Article 1, Section 8, Clause 4 (Citizenship)
Alexander Hamilton, A Second Letter from PhocionApr. 1784Papers 3:533--35
By the declaration of Independence on the 4th of July, in the year 1776, acceded to by our Convention on the ninth, the late colony of New-York became an independent state. All the inhabitants, who were subjects under the former government, and who did not withdraw themselves upon the change which took place, were to be considered as citizens, owing allegiance to the new government, This, at least, is the legal presumption; and this was the principle, in fact, upon which all the measures of our public councils have been grounded. Duties have been exacted, and punishments inflicted according to this rule. If any exceptions to it were to be admitted, they could only flow from the indulgence of the state to such individuals, as from peculiar circumstances might desire to be permitted to stand upon a different footing.
The inhabitants of the southern district, before they fell under the power of the British army, were as much citizens of the state as the inhabitants of other parts of it. They must, therefore, continue to be such, unless they have been divested of that character by some posterior circumstance. This circumstance must, either be--
Their having, by the fortune of war, fallen under the power of the British army.
Their having forfeited their claim by their own misconduct.
Their having been left out of the compact by some subsequent association of the body of the state, or
Their having been dismembered by treaty.
The first of these circumstances according to the fundamental principles of government, and the constant practice of nations could have no effect in working a forfeiture of their citizenship. To allow it such an effect, would be to convert misfortune into guilt; it would be in many instances, to make the negligence of the society, in not providing adequate means of defence for the several parts, the crime of those parts which were the immediate sufferers by that negligence. It would tend to the dissolution of society, by loosening the ties which bind the different parts together, and justifying those who should for a moment fall under the power of a conqueror, not merely in yielding such a submission as was exacted from them, but in taking a willing, interested and decisive part with him.

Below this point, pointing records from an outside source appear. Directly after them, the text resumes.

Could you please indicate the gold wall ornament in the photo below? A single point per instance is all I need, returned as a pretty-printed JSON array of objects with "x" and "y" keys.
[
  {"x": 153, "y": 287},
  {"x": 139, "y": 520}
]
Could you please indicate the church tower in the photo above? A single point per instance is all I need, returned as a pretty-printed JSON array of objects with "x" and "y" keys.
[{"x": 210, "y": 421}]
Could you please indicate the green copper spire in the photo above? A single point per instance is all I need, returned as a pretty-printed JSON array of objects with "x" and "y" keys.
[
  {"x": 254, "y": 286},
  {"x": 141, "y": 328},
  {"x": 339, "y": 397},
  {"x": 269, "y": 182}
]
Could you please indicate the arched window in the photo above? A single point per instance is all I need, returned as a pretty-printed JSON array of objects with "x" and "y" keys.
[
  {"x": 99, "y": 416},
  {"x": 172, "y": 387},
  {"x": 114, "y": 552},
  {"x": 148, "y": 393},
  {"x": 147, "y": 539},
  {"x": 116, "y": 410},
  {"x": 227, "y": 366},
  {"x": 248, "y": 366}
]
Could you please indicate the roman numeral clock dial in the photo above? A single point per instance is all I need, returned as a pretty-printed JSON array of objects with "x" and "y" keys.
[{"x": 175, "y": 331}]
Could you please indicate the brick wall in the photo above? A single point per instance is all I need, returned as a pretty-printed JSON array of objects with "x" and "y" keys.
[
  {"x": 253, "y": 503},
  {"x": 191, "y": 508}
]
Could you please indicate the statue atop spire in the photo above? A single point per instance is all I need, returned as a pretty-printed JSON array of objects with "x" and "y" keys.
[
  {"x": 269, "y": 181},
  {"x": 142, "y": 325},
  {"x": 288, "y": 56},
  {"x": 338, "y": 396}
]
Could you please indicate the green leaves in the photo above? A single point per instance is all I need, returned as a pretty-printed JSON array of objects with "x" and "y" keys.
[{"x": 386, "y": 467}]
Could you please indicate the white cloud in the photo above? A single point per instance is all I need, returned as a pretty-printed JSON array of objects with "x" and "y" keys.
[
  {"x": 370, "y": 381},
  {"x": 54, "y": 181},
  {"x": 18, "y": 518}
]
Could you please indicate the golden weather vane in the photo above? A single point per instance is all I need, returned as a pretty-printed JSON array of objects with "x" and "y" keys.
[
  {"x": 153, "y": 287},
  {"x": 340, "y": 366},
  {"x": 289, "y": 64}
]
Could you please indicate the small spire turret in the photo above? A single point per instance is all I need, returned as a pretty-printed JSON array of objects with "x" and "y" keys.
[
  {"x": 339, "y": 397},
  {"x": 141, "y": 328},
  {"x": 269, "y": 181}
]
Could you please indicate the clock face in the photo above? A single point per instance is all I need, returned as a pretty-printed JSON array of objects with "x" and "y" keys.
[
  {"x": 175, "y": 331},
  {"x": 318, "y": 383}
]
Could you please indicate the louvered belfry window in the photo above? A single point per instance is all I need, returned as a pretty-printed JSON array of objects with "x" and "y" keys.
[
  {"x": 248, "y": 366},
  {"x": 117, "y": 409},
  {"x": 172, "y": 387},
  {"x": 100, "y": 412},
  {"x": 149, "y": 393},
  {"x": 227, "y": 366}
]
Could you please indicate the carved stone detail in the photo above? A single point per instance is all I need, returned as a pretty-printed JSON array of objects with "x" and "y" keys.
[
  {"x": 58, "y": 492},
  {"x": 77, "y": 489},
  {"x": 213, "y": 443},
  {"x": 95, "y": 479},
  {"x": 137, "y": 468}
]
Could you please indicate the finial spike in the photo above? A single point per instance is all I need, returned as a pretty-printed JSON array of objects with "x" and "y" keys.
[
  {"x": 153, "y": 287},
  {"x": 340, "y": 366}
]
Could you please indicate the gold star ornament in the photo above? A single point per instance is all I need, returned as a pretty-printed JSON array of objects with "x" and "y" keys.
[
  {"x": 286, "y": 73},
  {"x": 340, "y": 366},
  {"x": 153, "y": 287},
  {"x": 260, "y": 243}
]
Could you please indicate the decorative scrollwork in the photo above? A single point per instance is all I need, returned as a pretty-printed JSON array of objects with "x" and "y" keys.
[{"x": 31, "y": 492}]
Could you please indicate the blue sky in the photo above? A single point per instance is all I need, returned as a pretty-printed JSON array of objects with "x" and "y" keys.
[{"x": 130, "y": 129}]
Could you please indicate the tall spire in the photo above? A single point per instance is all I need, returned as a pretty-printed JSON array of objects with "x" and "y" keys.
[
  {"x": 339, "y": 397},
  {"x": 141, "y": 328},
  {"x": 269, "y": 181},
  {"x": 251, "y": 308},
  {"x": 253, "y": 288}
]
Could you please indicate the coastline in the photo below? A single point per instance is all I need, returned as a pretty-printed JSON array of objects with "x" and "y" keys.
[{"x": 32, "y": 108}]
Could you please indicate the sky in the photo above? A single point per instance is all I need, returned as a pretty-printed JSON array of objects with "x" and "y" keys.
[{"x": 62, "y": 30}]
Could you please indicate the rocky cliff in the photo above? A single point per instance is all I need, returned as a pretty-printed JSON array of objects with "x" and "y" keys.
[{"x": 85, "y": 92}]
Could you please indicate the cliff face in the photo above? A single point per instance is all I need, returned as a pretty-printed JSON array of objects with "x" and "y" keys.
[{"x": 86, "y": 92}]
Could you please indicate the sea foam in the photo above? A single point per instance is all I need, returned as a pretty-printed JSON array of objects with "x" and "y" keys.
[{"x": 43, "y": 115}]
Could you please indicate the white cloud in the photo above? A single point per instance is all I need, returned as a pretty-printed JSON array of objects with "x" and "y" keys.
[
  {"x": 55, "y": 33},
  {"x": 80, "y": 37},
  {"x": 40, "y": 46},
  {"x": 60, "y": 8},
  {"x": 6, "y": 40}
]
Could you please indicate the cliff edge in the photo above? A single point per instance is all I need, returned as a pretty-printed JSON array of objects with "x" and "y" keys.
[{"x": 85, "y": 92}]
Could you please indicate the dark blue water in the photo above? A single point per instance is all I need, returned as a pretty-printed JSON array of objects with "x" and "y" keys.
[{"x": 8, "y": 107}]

It was the policy of the revolution, to inculcate upon every citzen the obligation of renouncing his habitation, property, and every private concern for the service of his country, and many of us have scarcely yet learned to consider it as less than treason to have acted in a different manner. But it is time we should correct the exuberances of opinions propagated through policy, and embraced from enthusiasm; and while we admit, that those who did act so disinterested and noble a part, deserve the applause and, wherever they can be bestowed with propriety the rewards of their country, we should cease to impute indiscriminate guilt to those, who, submitting to the accidents of war, remained with their habi[ta]tions and property. We should learn, that this conduct is tolerated by the general sense of mankind; and that according to that sense, whenever the state recovers the possession of such parts as were for a time subdued, the citizens return at once to all the rights, to which they were formerly entitled.
As to the second head of forfeiture by misconduct, there is no doubt, that all such as remaining within the British lines, did not merely yield an obedience, which they could not refuse, without ruin; but took a voluntary and interested part with the enemy, in carrying on the war, became subject to the penalties of treason. They could not however, by that conduct, make themselves aliens, because though they were bound to pay a temporary and qualified obedience to the conqueror, they could not transfer their eventual allegiance from the state to a foreign power. By becoming aliens too, they would have ceased to be traitors; and all the laws of the state passed during the revolution, by which they are considered and punished as subjects, would have been, by that construction, unintelligible and unjust. The idea indeed of citizens transforming themselves into aliens, by taking part against the state, to which they belong, is altogether of new-invention, unknown and inadmissible in law, and contrary to the nature of the social compact.
But were this not the case, an insurmountable difficulty would still remain, for how shall we ascertain who are aliens or traitors, let us call them which we will. It has been seen that the boundaries of the British lines cannot determine the question; for this would be to say, that the merely falling under the power of the British army, constituted every man a traitor or an alien. It would be to confound one third of the citizens of the state in promiscuous guilt and degradation, without evidence, or enquiry. It would be to make crimes, which are in their nature personal and individual, aggregate and territorial. Shall we go into an enquiry to ascertain the crime of each person? This would be a prosecution; and the treaty forbids all future prosecutions. Shall the Legislature take the map and make a geographical delineation of the rights and disqualifications of its citizens? This would be to measure innocence and guilt, by latitute and longitude. It would be to condemn and punish, not one man, but thousands for supposed offences, without giving them an opportunity of making their defence. God forbid that such an act of barefaced tyranny should ever disgrace our history! God forbid that the body of the people should be corrupt enough to wish it, or even to submit to it!